Chanelle Cann of West Jordan, Utah, did. After finishing years of work to earn her Young Womanhood Award, she turned around and did it all over again. The revised Personal Progress book and new medallion were her inspiration.
The General Young Women presidency encouraged young women already working on the old program to transfer their hours and finish up with the new program. They didn’t expect young women to earn both awards. After doing all the work once, what was Chanelle thinking?
Actually, she was thinking ahead. She wanted the chance to grow with the right attitude, so she’d be more prepared for her future.
“When I was younger I worked on the Personal Progress program because it was there. When I got to be a Laurel, I did it because I wanted to,” she said. “I wanted to do the new program because I knew I would be doing it for the right reasons.”
Chanelle was proud of her first award, but she understood that personal progress isn’t something you need a book to do.
When her stake president introduced the changes to the Young Women program, Chanelle picked up a copy of the new Personal Progress book and headed straight home to plan.
Her mom, Evelyn, said Chanelle stayed up well past midnight that night mapping out how she could earn the new award and how many hours per week she could work on it, starting the next day.
“I told her you could just pay and get the other necklace instead,” Chanelle’s mom said, “but she said, ‘No, I want to really earn it.’”
Chanelle didn’t want another necklace, she wanted a chance for growth. She would be graduating from high school soon and wanted to be prepared for the future. But she didn’t need a book to get what she wanted.
“All the things I did were things I needed to learn for the future anyway. I used the new program because I knew something that came from the prophet could give me good direction,” she said.
Her projects included attending the temple several times a week to do baptisms for the dead, volunteering at an elementary school, writing poetry about the Savior, recording songs with her guitar, hand stitching a temple quilt, serving at a rest home, making family home evening files for her future family, and learning to cook.

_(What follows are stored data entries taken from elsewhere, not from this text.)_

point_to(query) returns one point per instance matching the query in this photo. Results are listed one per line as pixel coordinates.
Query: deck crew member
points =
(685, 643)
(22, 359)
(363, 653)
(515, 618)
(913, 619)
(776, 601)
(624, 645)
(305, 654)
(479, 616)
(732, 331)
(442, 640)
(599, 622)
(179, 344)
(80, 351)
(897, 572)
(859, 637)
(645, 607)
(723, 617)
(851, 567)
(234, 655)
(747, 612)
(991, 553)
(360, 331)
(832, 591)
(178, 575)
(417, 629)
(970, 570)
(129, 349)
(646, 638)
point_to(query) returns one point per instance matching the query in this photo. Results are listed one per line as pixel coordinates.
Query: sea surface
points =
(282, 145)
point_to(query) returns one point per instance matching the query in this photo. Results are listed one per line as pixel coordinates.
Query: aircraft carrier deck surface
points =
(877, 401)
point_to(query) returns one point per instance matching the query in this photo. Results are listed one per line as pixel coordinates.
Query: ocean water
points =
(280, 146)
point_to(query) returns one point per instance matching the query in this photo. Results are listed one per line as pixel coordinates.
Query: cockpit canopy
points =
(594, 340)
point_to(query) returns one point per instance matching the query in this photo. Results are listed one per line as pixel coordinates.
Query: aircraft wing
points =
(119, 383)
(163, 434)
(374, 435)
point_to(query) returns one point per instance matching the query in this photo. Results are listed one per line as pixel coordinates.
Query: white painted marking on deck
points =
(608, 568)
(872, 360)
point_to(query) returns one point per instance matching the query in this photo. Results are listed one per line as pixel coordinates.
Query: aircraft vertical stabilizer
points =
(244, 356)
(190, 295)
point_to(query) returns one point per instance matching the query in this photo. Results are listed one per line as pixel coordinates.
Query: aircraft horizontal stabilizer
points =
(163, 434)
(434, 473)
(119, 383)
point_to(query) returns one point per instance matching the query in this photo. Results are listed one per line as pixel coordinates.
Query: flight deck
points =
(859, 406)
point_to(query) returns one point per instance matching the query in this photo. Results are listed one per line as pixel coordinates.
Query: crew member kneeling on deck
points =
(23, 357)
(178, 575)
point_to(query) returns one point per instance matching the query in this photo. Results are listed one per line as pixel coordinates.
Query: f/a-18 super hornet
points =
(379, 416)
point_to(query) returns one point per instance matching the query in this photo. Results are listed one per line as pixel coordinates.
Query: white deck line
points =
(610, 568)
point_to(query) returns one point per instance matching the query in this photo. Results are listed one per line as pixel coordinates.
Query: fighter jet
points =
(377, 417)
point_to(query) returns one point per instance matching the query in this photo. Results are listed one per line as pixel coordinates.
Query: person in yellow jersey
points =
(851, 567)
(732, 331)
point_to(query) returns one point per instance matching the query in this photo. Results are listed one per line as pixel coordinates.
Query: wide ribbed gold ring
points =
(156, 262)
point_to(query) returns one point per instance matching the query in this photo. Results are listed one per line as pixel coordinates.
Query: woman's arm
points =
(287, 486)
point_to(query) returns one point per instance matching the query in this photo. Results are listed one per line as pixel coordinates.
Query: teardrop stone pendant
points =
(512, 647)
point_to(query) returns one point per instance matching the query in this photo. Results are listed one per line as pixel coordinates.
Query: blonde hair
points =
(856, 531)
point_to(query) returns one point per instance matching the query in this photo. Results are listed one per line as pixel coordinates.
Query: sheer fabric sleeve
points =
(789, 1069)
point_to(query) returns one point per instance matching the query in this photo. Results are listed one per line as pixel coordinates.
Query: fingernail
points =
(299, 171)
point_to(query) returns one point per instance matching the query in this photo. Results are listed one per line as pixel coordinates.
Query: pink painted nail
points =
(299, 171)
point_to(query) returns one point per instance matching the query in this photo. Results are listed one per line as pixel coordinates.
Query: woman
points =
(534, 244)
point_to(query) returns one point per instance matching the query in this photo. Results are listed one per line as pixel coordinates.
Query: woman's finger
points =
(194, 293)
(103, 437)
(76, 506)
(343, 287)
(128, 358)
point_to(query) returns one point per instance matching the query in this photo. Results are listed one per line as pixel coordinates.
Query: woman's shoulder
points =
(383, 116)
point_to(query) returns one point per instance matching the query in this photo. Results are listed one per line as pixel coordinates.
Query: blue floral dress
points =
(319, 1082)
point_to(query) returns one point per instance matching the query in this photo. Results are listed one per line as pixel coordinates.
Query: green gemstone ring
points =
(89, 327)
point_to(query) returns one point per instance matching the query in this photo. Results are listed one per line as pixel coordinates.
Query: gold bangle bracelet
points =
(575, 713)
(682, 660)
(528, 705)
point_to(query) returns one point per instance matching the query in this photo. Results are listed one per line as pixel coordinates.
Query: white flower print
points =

Chanelle said the cooking project didn’t turn out so well. She made some pies that were more of a learning experience than a gourmet dessert. She’s going to keep trying anyway.
As it turns out, Chanelle makes a better writer than a chef. Her favorite project was writing poetry. She also loved writing about her experiences in her journal because it helped her realize how much she actually learned from doing the projects with the right attitude.
“Putting my feelings down on paper helps me recognize what I believe in and makes me more grateful,” she said.
To earn the second award, Chanelle did 70 hours of projects and completed 42 other value experiences, on top of school and work.
“It took a lot of time, but it was worth it,” she said.
It isn’t her two medallions hanging around her neck on the same gold chain that light up her face, though. Her glittering smile reveals how much she’s grown. She said doing both programs strengthened her testimony, helped her recognize her potential, made her aware of all her blessings, and prepared her for the future.
“I think I try harder now to keep the Spirit with me and recognize what I do in my life really does affect me,” she said.
Chanelle has a lot of goals for the future, including an education, a mission, and getting married in the Salt Lake Temple. She said she’s grateful for the chance she had to earn the Young Womanhood Award—twice, because it prepared her to accomplish those goals.
Perhaps one of Chanelle’s poems said it best:
“The simple things you do
Determine what the future will bring to you.”
Now, Chanelle is always looking for new ways to grow. Earning both awards helped set a pattern of personal progress that will last her a lifetime.